When the virulent Covid-19 virus broke out beyond Wuhan, China, in January 2020, the whole world was consumed in an unprecedented collective mega effort to contain the outbreak. The whole world, but not Malaysia. As if the pandemic was not serious enough of a threat and burden, Malaysia was (and still is) one of those self-destructive if not downright dysfunctional countries that brought upon itself additional unneeded and self-inflicted series of political crises. Those are still ongoing as of my writing, inflicting needless havoc, destruction, and uncertainty upon the nation and its citizens.

    While the Covid-19 pandemic is now manageable, the political and other problems plaguing Malaysia are still very much there and fast deteriorating. The tragedy is that those non-Covid related challenges are all potentially preventable and readily solvable with a modicum of smarts and dedication on the part of Malaysian leaders. The other aspect, also a tragedy, is that these political and other crises are all traceable to the personal ego and endless scheming of one conniving character, its former long-time Prime Minister Mahathir Mohamad. Consider such critical issues as entrenched corruption, deteriorating education, and rise of Islamist extremism, to name but a few. They all bear Mahathir’s classic scheming fingerprints all over them. To use modern management parlance, Mahathir is the root cause.

    Perversely, and in an almost psychotic disconnect from reality, the old man still sees himself as the nation’s only savior. As late as September 2022 he had the temerity, and without any trace of embarrassment, to proclaim himself ready to assume the nation’s leadership once again, and for the third time. In a pean to humility, he did add, “if people were to insist on it and the insistence incessant.” Then he would serve for only one year.

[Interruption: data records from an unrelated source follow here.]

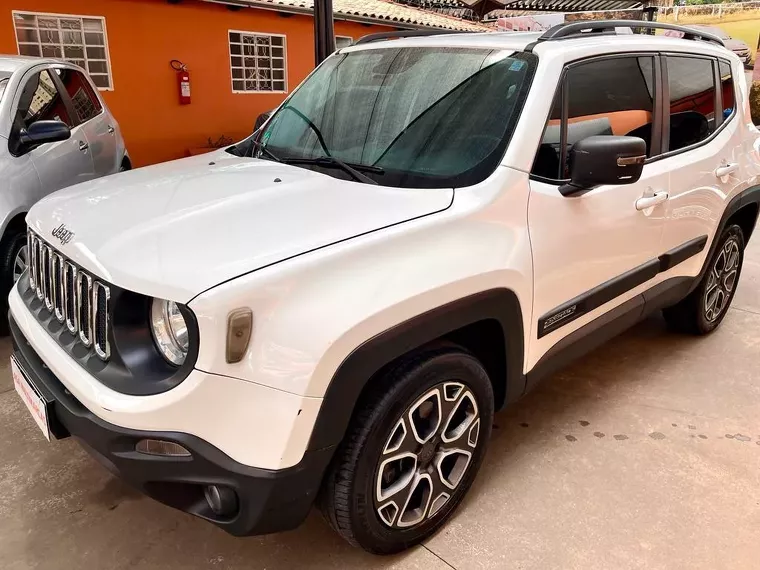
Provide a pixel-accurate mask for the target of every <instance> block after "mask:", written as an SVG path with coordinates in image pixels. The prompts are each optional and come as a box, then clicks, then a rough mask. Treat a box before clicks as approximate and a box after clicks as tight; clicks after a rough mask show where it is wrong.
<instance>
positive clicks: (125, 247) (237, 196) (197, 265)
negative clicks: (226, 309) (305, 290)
mask: <svg viewBox="0 0 760 570" xmlns="http://www.w3.org/2000/svg"><path fill="white" fill-rule="evenodd" d="M453 193H454V191H453V189H432V190H430V189H408V188H389V187H384V186H374V185H371V184H361V183H357V182H352V181H346V180H339V179H336V178H333V177H331V176H327V175H324V174H321V173H318V172H314V171H311V170H307V169H304V168H298V167H295V166H288V165H284V164H279V163H276V162H272V161H267V160H258V159H252V158H240V157H236V156H234V155H231V154H229V153H227V152H225V151H216V152H212V153H210V154H206V155H201V156H197V157H193V158H188V159H182V160H176V161H173V162H168V163H164V164H159V165H155V166H150V167H146V168H140V169H137V170H133V171H129V172H124V173H121V174H117V175H114V176H109V177H106V178H101V179H98V180H93V181H90V182H85V183H82V184H78V185H76V186H72V187H70V188H67V189H64V190H61V191H59V192H56V193H54V194H52V195H50V196H48V197H47V198H45V199H43V200H42V201H40V202H38V203H37V204H36V205H35V206H34V207H33V208H32V209H31V211H30V212H29V214H28V216H27V223H28V224H29V226H30V227H31V228H32V229H33V230H35V231H36V232H37V233H38V234H39V235H40V236H41V237H42V238H43V239H44V240H46V241H48V242H49V243H50V244H51V245H53V246H54V247H55V248H57V249H58V250H59V251H61V253H63V254H64V255H66V256H67V257H69V258H71V259H72V260H73V261H74V262H76V263H78V264H79V265H81V266H82V267H84V268H85V269H88V270H90V271H92V272H93V273H95V274H96V275H99V276H101V277H102V278H103V279H105V280H107V281H109V282H111V283H113V284H115V285H118V286H120V287H124V288H126V289H130V290H133V291H137V292H140V293H143V294H146V295H151V296H155V297H162V298H167V299H171V300H174V301H179V302H188V301H189V300H190V299H192V298H193V297H194V296H196V295H197V294H199V293H201V292H203V291H205V290H206V289H209V288H210V287H213V286H215V285H217V284H219V283H222V282H224V281H227V280H229V279H233V278H235V277H237V276H240V275H242V274H245V273H248V272H250V271H254V270H256V269H260V268H262V267H266V266H267V265H271V264H273V263H277V262H279V261H282V260H285V259H288V258H290V257H293V256H296V255H299V254H302V253H305V252H308V251H311V250H314V249H318V248H321V247H325V246H327V245H330V244H334V243H336V242H339V241H343V240H346V239H348V238H352V237H355V236H359V235H362V234H366V233H368V232H372V231H375V230H378V229H381V228H385V227H387V226H391V225H394V224H398V223H400V222H404V221H407V220H411V219H414V218H418V217H420V216H425V215H428V214H432V213H435V212H439V211H442V210H445V209H446V208H448V207H449V205H450V204H451V201H452V200H453ZM61 225H63V226H65V228H64V229H65V230H66V231H68V232H71V235H70V236H69V235H68V234H67V233H66V231H60V230H59V231H56V229H57V228H59V227H60V226H61ZM54 232H55V234H56V235H54ZM67 238H68V239H67ZM62 242H66V243H62Z"/></svg>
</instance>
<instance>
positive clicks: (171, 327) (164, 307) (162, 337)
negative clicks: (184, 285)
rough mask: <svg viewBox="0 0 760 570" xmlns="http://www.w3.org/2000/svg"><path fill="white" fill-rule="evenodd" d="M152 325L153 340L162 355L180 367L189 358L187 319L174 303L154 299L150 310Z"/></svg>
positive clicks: (163, 356)
mask: <svg viewBox="0 0 760 570" xmlns="http://www.w3.org/2000/svg"><path fill="white" fill-rule="evenodd" d="M150 325H151V329H152V331H153V340H154V341H155V343H156V347H157V348H158V351H159V352H160V353H161V355H162V356H163V357H164V358H165V359H166V360H167V361H169V362H170V363H172V364H174V365H176V366H179V365H180V364H182V363H183V362H184V361H185V358H186V357H187V350H188V348H189V346H190V339H189V337H188V332H187V323H186V322H185V318H184V317H183V316H182V313H181V312H180V310H179V307H178V306H177V303H175V302H174V301H166V300H165V299H153V303H152V304H151V308H150Z"/></svg>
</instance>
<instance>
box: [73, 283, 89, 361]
mask: <svg viewBox="0 0 760 570" xmlns="http://www.w3.org/2000/svg"><path fill="white" fill-rule="evenodd" d="M75 295H76V297H77V318H78V319H79V340H80V341H81V342H82V344H83V345H85V346H86V347H87V348H89V347H91V346H92V277H90V276H89V275H87V274H86V273H85V272H84V271H80V272H79V275H77V289H76V293H75Z"/></svg>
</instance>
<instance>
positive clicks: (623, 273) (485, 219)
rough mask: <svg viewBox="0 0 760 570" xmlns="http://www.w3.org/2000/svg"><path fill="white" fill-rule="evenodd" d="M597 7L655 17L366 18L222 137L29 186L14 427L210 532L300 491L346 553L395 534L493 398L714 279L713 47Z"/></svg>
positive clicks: (746, 85) (733, 56) (410, 515)
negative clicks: (408, 18)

Such modesty! At least that was an improvement over his previous two-year limitation he had imposed upon himself when he assumed the position for the second time in May 2018. And what a mess he created then! Malaysians are still paying the price and carrying the burden.

    That is in addition to the now near irreversible degradation of the nation that is the direct consequence of his earlier, much longer first tenure of nearly 23 years. In case the point is missed, that was also the duration of Muhammad’s prophethood.

    Mahathir’s second tenure began in a benign way and with all the best intentions. After serving as Prime Minister from July 1981 to October 2003 (the longest serving), Mahathir came out of retirement to help defeat the corrupt Najib Razak and his band of bandits in Barisan Nasional in the May 2018 14th General Elections. He went beyond to claim the major if not sole credit for ousting Najib and thus convinced Malaysians that he was indeed the nation’s savior.

    The world too was impressed; a nonagenarian making a spectacular political comeback! There was indeed hope for other ageing global leaders; they too became emboldened if not inspired to hang on to their positions. Mahathir spent much of his first year as a geriatric celebrity of sorts, flying to various major capitals to be interviewed by other oldies in the media, think tank, and global institutions like the International Monetary Fund. Even venerable Oxford University got in the act too!

As for domestic problems, he convened a panel of five-member Council of Eminent Persons. Such was Mahathir’s newly-acquired aura that even his earlier severe critics like economist K S Jomo and sugar mogul Robert Kuok gladly agreed to be co-opted.